Ce qui joue aussi beaucoup dans l’appréciation de cette série c’est que le casting d’acteur est excellent. Melvin Boomer est tout simplement impressionnant en quasi copie conforme, physiquement, de Joey Starr mais aussi et surtout pour ses capacités de breakdancer (il est danseur de métier) tout comme de chanteur / rappeur. Il est arrogant, insolent tout comme il arrive à captiver avec une sorte de charme frondeur énigmatique. Anthony Bajon (La PrièreTeddyAthena…) incarne à ses côtés un Kool Shen plus posé, plus réfléchis, bataillant entre sa famille et son désir de devenir rappeur. On suit également le sympathique et attachant Dee-Nasty qui pourrait gagner la palme d’or des DJs qui a le plus la poisse tout comme Béatrice (Léo Chalié) qui organise des concerts (officiels ou non) et ne se laisse pas marcher sur les pieds dans un milieu dominé par les hommes.

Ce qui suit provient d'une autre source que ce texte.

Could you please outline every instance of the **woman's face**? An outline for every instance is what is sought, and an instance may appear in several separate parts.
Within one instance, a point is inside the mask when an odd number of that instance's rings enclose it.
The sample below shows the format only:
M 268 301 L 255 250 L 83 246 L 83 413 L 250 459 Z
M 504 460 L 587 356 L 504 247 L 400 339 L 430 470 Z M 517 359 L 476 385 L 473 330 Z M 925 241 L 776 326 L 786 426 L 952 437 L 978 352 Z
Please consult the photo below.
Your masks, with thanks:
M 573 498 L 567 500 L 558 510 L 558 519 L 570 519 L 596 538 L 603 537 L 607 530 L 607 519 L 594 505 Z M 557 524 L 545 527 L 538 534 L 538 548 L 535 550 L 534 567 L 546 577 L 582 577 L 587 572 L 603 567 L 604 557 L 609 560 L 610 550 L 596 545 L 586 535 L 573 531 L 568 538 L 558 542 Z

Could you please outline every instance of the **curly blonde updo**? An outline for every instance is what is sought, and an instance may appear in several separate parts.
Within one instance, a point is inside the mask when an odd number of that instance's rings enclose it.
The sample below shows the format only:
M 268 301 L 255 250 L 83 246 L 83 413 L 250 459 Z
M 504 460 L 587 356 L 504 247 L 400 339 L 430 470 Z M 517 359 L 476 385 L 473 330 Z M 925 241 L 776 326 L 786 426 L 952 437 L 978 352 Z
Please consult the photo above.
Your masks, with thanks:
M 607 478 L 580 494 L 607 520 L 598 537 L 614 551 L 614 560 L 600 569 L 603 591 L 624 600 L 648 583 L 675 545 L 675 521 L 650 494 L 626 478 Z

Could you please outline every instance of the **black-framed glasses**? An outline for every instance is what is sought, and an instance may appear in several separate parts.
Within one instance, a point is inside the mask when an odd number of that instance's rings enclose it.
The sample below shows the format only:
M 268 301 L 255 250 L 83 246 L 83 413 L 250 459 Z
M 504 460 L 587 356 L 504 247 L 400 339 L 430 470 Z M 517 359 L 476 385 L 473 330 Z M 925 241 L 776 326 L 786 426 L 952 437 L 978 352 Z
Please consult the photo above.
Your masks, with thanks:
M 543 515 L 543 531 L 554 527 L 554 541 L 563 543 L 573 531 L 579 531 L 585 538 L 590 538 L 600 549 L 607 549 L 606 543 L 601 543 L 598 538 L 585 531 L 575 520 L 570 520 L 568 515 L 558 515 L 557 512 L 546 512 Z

Le Monde de Demain montre comment ce milieu s’est façonné, les prémices à base de concerts dans des terrains vagues, de distributions de flyers, de radio libres, de compétitions entre rappeurs, d’essayer d’enregistrer, de sortir et de vendre un disque, des portes fermées et des emmerdes avec les flics. On sent bien cette énergie nouvelle, cette impulsion et cette envie de créer à partir de rien, parfois de bric et de broc en essayant d’apporter un nouveau style musical en France. Au-delà de ça, le scénario est toujours proche de ses personnages et dévoile les relations entre chaque protagonistes que ça soit leurs doutes, leurs galères, leurs coups de gueules, leurs désaccords, mais aussi leurs réussites, leur amitié / amour avec beaucoup de justesse et sincérité. Le Monde de Demain ne tombe heureusement pas dans le cliché mélodramatique, il se montre parfois drôle, tantôt touchant, mené par la détermination de ses personnages qui une sorte de verve et courage revigorant. Même si vous n’aimez pas le Hip-Hop, (après, très honnêtement, son principal intérêt réside dans la création du mouvement en France) c’est une excellente série et c'est vraiment cool d'avoir une série française de ce niveau ! Le Monde de Demain est disponible en streaming sur Netflix.